Tobago’s World Music Night wows audience

The Tobago Jazz Experience World Music Night left the captivated audience wanting more; well, at least that’s what popular Jamaican singer Barrington Levy said (giving reason for his long performance)—as Lisa Jessamy reports for Trinidad’s Guardian. The packed event—held at Pigeon Point, started a few minutes before 8 pm on Friday night and featured top local and foreign headliners, including Dil E Nadan, Kes the Band, America’s Janelle Monae, UK’s chart topping Emeli Sande and Barrington Levy, of Jamaica.

First to perform was Dil E Nadan who proved to be a popular draw as their lively Indian fusion brought the right amount of energy to the appreciative spectators. By 8.30 pm, everyone was up and dancing as Kes the Band performed most of their 2012 Soca hits like Stress Away and Girl Bend Ova and included a cover of the Mighty Shadow’s Dingolay.

After his performance, Kees Dieffenthaller said he was was pleased with the outcome. “Tobago has as an atmosphere of purity…Tobago’s setting is perfect for concerts like these,” he said. Kees believes that with the right thought and development, Trinidad and Tobago, and the Caribbean as a whole, can become a global force.

“It’s all about planting seeds all over…It’s all about the music,” said an enthusiastic Kees. “There is a lot more work to be done and we need to start thinking collectively in order to move forward. “It is important for us at events like these to set the stage for us to be seen.”

Tobago is Scottish-born Emeli Sande’s first Caribbean experience. She was just as cool as her hairstyle as she sauntered onstage in a sharp black dress, and ignited the crown with her soulful vibe, belting out her chart topping pop songs Heaven and Tiger. From crowd response, Emeli may have garnered some new Caribbean fans.

“My mission is to introduce my music to new audiences, in a non-exclusionary and culturally inclusive fashion,” she said. “It’s very different from back home, so I wanted to make a difference. “I have never done a festival like this…It’s really fantastic,” she said, adding that she hopes she can experience some soca music while in Tobago.

Each performer played for their exact stated times, but Barrington Levy literally changed the timings as he swung into his signature reggae rhythms around 11 pm. Everyone was on their feet, swaying and singing along until he ended just two minutes short of 12.30 am.
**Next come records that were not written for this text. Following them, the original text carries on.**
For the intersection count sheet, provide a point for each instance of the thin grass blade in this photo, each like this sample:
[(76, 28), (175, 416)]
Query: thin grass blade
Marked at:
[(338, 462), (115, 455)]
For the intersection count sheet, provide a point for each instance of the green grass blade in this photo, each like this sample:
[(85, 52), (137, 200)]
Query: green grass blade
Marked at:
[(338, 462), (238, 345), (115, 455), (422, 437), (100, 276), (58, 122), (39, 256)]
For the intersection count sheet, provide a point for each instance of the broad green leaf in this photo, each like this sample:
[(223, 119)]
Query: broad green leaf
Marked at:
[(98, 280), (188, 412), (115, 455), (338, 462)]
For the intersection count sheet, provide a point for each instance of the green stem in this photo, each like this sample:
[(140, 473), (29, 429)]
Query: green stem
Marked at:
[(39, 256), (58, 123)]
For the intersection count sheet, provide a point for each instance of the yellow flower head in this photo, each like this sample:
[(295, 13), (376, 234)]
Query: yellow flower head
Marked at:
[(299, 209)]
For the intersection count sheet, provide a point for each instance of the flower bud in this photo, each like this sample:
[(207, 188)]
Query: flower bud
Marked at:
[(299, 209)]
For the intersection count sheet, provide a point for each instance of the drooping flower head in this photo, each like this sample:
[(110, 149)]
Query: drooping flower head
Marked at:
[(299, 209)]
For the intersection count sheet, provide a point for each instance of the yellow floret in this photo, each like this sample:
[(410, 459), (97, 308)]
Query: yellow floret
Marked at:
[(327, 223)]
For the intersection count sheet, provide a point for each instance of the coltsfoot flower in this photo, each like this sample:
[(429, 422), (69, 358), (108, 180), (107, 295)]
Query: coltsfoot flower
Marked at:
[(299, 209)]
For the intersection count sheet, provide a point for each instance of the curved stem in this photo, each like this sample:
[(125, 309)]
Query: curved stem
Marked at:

Janelle Monae’s set stayed true to her eccentricities. The singer—famous for her unique tuxedo outfits and funky, upbeat sounds—did not disappoint her fans. Despite a hair mishap, she served up some hip-shaking moves, reminding everyone what the 2012 Tobago Jazz Experience is all about.

A very happy John Arnold, of the THA’s Department of Tourism, said this new brand is catching, based on what he saw at Friday night’s performances.  “We planned to bring a new mixture of world music by incorporating Dil E Nadan with Indian fusion, plus new approaches like Janelle Monae who is in contemporary R&B, and Emeli Sande who is UK pop,” he said.

“We will continue to build on this model and we look forward to more coming in 2013.”